Иными словами, мифологическая цель вещи абсолютная и является ее предназначением, без которого сама эта вещь не может существовать. Так, например, предназначение Горбачева было в сохранении Союзного государства. Его способность достигать эту цель абсолютизировалась. Но стоило ему не выполнить этого предназначения, и он перестает существовать в современном идеологическом сознании. Есть только Горбачев как частный человек, но не как политик.

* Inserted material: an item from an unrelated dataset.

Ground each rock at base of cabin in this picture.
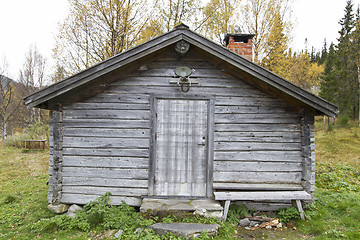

8.Условность основания деления понятий. Голосовкер пишет: " Для существ и предметов мира чудесного основание разделения, то есть единый признак различия, полагаемый в основании всякого логически правильного деления, не всегда обязателен; он нарушает и даже может вовсе отсутствовать. Такой единый признак различия для разделения и не может быть обязательным в мире чудесного, так как в силу чудесного акта особое различие может быть в любой момент снято, а вместе с ним снимается и само разделение на икс и игрек"65.

Массовое идеологическое сознание исходит из того, что в истории царят силы добра и силы зла, которые выражаются в политиках, партиях и идеологиях. В соответствии с этим современный человек четко разделяет политиков на тех, к кому он хорошо относится и на тех, к кому плохо. Но основание для деления, как правило, обусловлено текущей ситуацией. Так, коммунисты и фашисты легко объединились при защите Белого Дома в 1993 г. А в 2000 году также легко объединились демократы и жириновцы в поддержке нового лидера. Неприменимые враги с изменением ситуации легко становятся друзьями и наоборот.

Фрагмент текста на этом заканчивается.